For more information call SkillSoft at (603) 324-3000 or visit our website at
www.skillsoft.com.



Additional Information And Where To Find It

SmartForce intends to file a registration statement on Form S-4 in connection
with the transaction, and SmartForce and SkillSoft intend to mail a joint proxy
statement/prospectus to their respective stockholders in connection with the
transaction. Investors and security holders of SmartForce and SkillSoft are
urged to read the joint proxy statement/prospectus when it becomes available
because it will contain important information about SmartForce, SkillSoft and
the transaction. Investors and security holders may obtain a free copy of the
joint proxy statement/prospectus (when it is available) at the SEC's web site at
www.sec.gov. A free copy of the joint proxy statement/prospectus may also be
obtained from SmartForce or SkillSoft. SmartForce and its executive officers and
directors may be deemed to be participants in the solicitation of proxies from
the stockholders of SmartForce or SkillSoft in favor of the transaction.
SkillSoft and its executive officers and directors may be deemed to be
participants in the solicitation of proxies from the stockholders of SmartForce
and SkillSoft in favor of the transaction. Information regarding SmartForce's
directors and executive officers is contained in SmartForce's Form 10-K for the
year ended December 31, 2001, as amended, which is filed with the SEC. As of May
31, 2002, SmartForce's directors and executive officers beneficially owned
approximately 4.5 percent of SmartForce's outstanding voting stock. Information
regarding SkillSoft's executive officers is contained in SkillSoft's Form 10-K
for the year ended January 31, 2002 and its proxy statement dated May 13, 2002,
which are filed with the SEC. As of May 31, 2002, SkillSoft's directors and
executive officers beneficially owned approximately 43 percent of SkillSoft's
outstanding common stock. A description of employment agreements and other
interests of the SmartForce and SkillSoft directors and officers will be
available in the registration statement and the joint proxy
statement/prospectus.

In addition to the registration statement on Form S-4 to be filed by SmartForce
in connection with the transaction, and the joint proxy statement/prospectus to
be mailed to the stockholders of SmartForce and SkillSoft in connection with the
transaction, each of SmartForce and SkillSoft file annual, quarterly and special
reports, proxy and information statements, and other information with the SEC.
Investors may read and copy any of these reports, statements and other
information at the SEC's public reference rooms located at 450 5th Street, N.W.,
Washington, D.C., 20549, or any of the SEC's other public reference rooms.
Investors should call the SEC at 1-800-SEC-0330 for further information on these
public reference rooms. The reports, statements and other information filed by
SmartForce and SkillSoft with the SEC are also available for free at the SEC's
web site at www.sec.gov. A free copy of these reports, statements and other
information may also be obtained from SmartForce or SkillSoft.

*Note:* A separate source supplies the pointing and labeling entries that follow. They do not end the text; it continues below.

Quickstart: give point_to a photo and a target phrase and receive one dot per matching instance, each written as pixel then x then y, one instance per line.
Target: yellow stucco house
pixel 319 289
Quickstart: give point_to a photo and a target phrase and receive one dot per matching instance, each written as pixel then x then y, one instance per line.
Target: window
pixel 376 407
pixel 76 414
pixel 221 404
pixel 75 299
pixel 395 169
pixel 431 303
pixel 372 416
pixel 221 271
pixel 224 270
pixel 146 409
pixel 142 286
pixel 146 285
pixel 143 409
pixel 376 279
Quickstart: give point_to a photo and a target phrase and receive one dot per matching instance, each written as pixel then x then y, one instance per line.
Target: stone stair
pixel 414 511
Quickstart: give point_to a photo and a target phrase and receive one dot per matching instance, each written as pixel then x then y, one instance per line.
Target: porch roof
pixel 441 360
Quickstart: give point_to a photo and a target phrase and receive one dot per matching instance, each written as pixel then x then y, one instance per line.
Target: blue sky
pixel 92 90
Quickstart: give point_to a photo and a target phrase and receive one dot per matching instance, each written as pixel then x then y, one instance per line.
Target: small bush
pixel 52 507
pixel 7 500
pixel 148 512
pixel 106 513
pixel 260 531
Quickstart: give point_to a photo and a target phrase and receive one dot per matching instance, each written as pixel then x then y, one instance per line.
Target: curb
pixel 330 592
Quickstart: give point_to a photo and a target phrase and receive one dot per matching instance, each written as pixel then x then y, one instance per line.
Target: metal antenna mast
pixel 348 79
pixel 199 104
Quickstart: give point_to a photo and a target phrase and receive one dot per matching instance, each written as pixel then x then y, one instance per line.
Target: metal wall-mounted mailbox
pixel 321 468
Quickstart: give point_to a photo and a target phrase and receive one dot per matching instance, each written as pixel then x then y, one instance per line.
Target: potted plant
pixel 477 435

Forward Looking Statements

This news release contains forward-looking statements within the meaning of
Section 27A of the Securities Act of 1933, as amended, and Section 21E of the
Securities Exchange Act of 1934, as amended, including statements regarding
expected synergies,



the effect of the merger on long-term customer and shareholder value, the
ability to grow revenues and profits, the return on training investments for the
companies' customers, timing of closing, industry ranking, execution of
integration plans, management and organizational structure, the name of the
combined company, and the tax effect to the shareholders of both companies. All
forward-looking statements in this release are subject to risks, uncertainties
and assumptions that could cause actual results or events to differ materially
from those contained in the forward-looking statements. The factors that could
cause actual results or events to differ include, but are not limited to, the
possibility that the market for the sale of certain products and services may
not develop as expected, that development of these products and services may not
proceed as planned, that the transaction does not close, that the companies may
be required to modify aspects of the transaction to achieve regulatory approval,
that prior to the closing of the proposed merger, the businesses of the
companies suffer due to uncertainty, that the parties opt for a different name
for the combined company or that the parties are unable to transition customers,
successfully execute their integration strategies, or achieve planned synergies.
Additional factors that could cause actual results or events to differ
materially from those in the forward-looking statements are included in
SmartForce's and SkillSoft's filings with the Securities and Exchange
Commission, specifically SmartForce's annual report on Form 10-K for the year
ended December 31, 2001, SkillSoft's quarterly report on Form 10-Q for the
quarter ended April 30, 2002, and subsequently filed reports. The
forward-looking information provided by SmartForce and SkillSoft in this press
release represents SmartForce's and SkillSoft's views as of June 10, 2002.
SmartForce and SkillSoft anticipate that subsequent events and developments may
cause these views to change. However, while SmartForce and SkillSoft may elect
to update this forward-looking information at some point in the future,
SmartForce and SkillSoft specifically disclaim any obligation to do so. This
forward-looking information should not be relied upon as representing
SmartForce's or SkillSoft's views at any date subsequent to the date of this
release.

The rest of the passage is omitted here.